He who lives by the crystal ball will eat shattered glass. – Ray Dalio
Thankfully, 2021 proved to be slightly more predictable than 2020; however, after the onset of a global pandemic, the bar was set particularly low. In reflecting upon 2021, and where the markets and the economy are today, below are two of my predictions for 2022. As the Dalio quote alludes to, while one may become rich going all-in on their convictions about the future, they may just as easily become poor.

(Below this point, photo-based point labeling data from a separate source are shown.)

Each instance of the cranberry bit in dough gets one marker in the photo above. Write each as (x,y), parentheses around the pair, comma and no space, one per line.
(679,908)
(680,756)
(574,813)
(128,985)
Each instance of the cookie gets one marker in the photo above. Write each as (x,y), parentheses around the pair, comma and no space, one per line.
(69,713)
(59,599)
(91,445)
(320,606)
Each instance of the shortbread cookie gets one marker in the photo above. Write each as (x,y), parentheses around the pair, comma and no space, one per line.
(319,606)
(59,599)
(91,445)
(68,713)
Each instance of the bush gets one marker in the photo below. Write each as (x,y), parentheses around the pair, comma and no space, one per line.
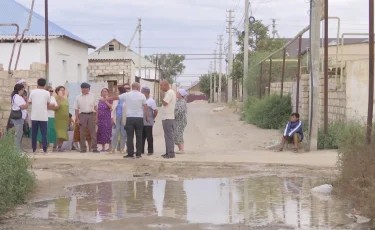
(15,179)
(271,112)
(356,162)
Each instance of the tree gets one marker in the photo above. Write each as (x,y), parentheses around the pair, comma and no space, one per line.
(204,83)
(170,65)
(259,42)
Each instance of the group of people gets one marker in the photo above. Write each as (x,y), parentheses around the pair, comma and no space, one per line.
(112,121)
(49,115)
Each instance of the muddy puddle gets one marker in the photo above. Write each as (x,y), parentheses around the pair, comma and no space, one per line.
(253,201)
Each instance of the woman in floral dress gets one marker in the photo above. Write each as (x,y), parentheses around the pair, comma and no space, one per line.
(180,114)
(104,133)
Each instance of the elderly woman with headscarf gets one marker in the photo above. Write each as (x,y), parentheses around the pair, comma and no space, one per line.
(104,133)
(180,114)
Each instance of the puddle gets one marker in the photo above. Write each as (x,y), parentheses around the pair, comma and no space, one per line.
(253,201)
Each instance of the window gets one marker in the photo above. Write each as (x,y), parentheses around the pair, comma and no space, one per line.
(65,69)
(79,72)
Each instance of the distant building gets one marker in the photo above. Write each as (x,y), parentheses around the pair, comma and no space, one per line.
(111,63)
(68,53)
(292,49)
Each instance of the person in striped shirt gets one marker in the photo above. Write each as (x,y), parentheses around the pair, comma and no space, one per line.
(293,132)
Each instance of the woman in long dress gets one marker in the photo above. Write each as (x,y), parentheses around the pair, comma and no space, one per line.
(51,132)
(104,119)
(61,117)
(180,114)
(19,103)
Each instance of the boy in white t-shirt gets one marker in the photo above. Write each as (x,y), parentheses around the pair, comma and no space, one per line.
(167,116)
(39,99)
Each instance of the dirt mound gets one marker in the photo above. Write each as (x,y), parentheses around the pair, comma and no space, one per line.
(199,102)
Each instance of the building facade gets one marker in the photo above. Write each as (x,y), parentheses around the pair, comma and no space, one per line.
(68,53)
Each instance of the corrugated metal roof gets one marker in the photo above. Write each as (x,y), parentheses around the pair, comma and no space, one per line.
(121,55)
(14,12)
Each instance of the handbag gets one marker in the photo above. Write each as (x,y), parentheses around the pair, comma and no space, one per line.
(15,114)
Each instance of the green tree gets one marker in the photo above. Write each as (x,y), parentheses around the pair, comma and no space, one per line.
(260,46)
(170,65)
(204,83)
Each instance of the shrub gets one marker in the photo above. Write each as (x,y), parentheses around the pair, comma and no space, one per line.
(356,162)
(271,112)
(16,181)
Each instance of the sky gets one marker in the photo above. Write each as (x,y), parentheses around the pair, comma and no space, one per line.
(190,26)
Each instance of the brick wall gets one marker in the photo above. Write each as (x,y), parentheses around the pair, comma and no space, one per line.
(336,98)
(7,82)
(276,88)
(109,70)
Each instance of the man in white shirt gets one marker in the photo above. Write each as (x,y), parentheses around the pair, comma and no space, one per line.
(148,125)
(85,108)
(169,103)
(135,102)
(39,99)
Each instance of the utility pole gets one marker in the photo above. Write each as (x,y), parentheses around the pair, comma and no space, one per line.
(210,77)
(140,47)
(214,76)
(371,73)
(220,66)
(246,53)
(315,18)
(46,39)
(230,59)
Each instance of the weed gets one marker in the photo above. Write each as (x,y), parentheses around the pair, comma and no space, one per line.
(16,181)
(271,112)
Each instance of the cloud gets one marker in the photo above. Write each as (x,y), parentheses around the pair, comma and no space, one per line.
(187,26)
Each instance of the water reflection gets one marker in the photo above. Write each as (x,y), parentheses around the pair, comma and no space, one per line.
(253,201)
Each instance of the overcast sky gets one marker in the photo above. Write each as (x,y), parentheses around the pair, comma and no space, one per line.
(189,26)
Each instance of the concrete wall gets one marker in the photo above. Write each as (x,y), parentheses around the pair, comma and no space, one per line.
(110,70)
(68,61)
(357,73)
(60,49)
(195,90)
(350,52)
(337,103)
(31,52)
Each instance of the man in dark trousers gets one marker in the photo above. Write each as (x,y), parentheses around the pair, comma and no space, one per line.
(136,107)
(147,126)
(39,99)
(85,108)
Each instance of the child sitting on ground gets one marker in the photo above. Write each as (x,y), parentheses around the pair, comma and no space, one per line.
(293,132)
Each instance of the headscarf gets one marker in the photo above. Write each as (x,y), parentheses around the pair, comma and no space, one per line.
(21,81)
(183,92)
(145,89)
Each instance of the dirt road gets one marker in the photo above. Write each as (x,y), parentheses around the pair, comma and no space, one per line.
(218,145)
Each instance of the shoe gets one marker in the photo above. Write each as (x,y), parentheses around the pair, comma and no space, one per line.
(169,156)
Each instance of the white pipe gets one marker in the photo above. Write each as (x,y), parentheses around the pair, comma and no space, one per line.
(341,54)
(337,44)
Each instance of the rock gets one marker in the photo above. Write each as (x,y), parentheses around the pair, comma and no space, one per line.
(324,189)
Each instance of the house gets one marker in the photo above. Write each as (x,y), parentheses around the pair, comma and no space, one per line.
(115,50)
(194,88)
(68,53)
(111,63)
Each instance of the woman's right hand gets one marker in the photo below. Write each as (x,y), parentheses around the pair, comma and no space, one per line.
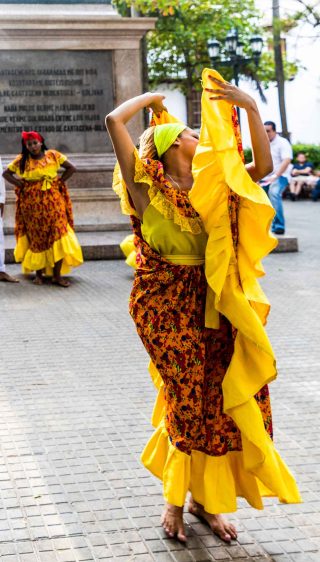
(157,103)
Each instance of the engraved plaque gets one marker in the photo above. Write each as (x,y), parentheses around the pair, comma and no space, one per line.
(64,95)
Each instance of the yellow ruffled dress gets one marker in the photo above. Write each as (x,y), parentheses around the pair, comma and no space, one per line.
(234,292)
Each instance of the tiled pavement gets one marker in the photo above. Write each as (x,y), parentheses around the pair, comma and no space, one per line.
(76,400)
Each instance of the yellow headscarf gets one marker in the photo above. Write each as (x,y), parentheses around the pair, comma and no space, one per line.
(165,135)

1. Federal Reserve Underestimates Inflation
Thankfully, the Federal Reserve has retired the term ‘transitory’ when referring to the current inflationary environment; however, up until now the Fed has been slow to react and indications from the December meeting did little to show that this behavior would change moving forward. While the scripted portion of Powell’s press conference was rather uneventful, the post-statement questions were perhaps a bit more telling. Steve Liesman from CNBC asked a rather astute question, inquiring as to whether the Fed should be looking to wrap up its asset purchases sooner in order to more aggressively raise interest rates in 2022 to deal with inflation (given the timing lag between policy change and impact to the actual economy)? Powell proffered a ‘non-answer’ in response, but did express concerns about stopping too soon. His response sounded a bit like the tail wagging the dog, which may keep equities rising higher in the short-term, but ultimately may allow the inflation problem to exacerbate, damning returns in the medium-term. With supply-chains under continued pressure, and China’s resolve to maintain a zero tolerance COVID policy despite the new and highly contagious variant, supply-side inflation may very well last long enough to transition into demand-side inflation, which as the 70’s/80’s showed us is a bit harder to put back into the box.

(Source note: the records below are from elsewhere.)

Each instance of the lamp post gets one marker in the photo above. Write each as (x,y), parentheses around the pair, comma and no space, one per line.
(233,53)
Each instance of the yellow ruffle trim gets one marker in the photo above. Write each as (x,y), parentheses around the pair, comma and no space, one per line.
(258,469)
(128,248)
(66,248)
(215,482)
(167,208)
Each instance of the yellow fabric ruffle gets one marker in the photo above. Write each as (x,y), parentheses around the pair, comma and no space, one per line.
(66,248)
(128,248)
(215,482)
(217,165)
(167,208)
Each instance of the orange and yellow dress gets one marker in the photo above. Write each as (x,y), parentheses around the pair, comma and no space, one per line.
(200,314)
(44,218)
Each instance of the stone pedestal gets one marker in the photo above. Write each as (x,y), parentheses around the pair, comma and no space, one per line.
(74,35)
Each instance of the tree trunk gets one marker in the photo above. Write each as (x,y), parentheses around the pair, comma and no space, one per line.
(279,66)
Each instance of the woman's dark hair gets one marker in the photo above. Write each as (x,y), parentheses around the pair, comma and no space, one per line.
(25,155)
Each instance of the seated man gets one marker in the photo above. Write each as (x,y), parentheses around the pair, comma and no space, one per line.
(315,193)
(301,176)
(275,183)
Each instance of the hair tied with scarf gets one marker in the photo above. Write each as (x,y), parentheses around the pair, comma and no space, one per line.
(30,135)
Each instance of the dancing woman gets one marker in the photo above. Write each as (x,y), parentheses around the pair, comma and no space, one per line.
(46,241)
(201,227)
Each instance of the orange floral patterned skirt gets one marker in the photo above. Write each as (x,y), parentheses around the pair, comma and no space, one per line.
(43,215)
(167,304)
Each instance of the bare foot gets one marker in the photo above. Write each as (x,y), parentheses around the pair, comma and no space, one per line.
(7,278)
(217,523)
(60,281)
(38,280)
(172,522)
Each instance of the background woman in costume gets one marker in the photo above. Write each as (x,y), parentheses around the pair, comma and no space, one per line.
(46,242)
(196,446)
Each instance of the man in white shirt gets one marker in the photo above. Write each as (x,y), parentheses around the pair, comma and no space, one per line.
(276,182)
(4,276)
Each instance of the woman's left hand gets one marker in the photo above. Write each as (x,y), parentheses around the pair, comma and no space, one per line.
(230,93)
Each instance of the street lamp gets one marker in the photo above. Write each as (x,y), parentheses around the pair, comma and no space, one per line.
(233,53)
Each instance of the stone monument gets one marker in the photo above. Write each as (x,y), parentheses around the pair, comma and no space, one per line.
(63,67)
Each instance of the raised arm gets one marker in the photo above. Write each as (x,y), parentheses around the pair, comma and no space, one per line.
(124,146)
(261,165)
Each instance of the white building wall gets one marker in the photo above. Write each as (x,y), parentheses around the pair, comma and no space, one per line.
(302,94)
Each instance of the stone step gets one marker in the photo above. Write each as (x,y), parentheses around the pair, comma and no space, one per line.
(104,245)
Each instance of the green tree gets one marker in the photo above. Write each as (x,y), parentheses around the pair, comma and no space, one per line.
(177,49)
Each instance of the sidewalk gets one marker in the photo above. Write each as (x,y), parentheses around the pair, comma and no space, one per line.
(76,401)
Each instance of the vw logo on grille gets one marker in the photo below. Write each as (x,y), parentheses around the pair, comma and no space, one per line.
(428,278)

2. S&P Closes 2022 Lower Weighed Down By Tech
As of today, over a quarter of the S&P 500’s holdings are in Information Technology stocks, with Apple, Microsoft, and Amazon alone comprising over 15% of the index’s value. The sector with the next highest weighting, Healthcare, comprises only 13%. The index’s composition poses a concern on two fronts. One – inflationary environments inevitably come with rising interest rates, which disproportionately hurt high growth stocks, such as tech. Two – President Biden has made it clear that part of his agenda is to reign in Big Tech. While nothing has been able to rattle the market to-date, Biden’s policies will likely mean fewer acquisitions from Big Tech in 2022, which will hinder future growth prospects (and thus current valuations). The S&P has risen over 40% from its pre-pandemic level with its price-to-earnings ratio increasing 20% over the same period, meaning half of the valuation growth has come from real financial performance, while the remainder is from multiple inflation driven by hopes of future growth. Valuations are teetering on the edge, which means any bad news may cause an immediate sell-off. Pairing lofty valuations with high concentration is a bad combination, whether we’re in an inflationary environment or not.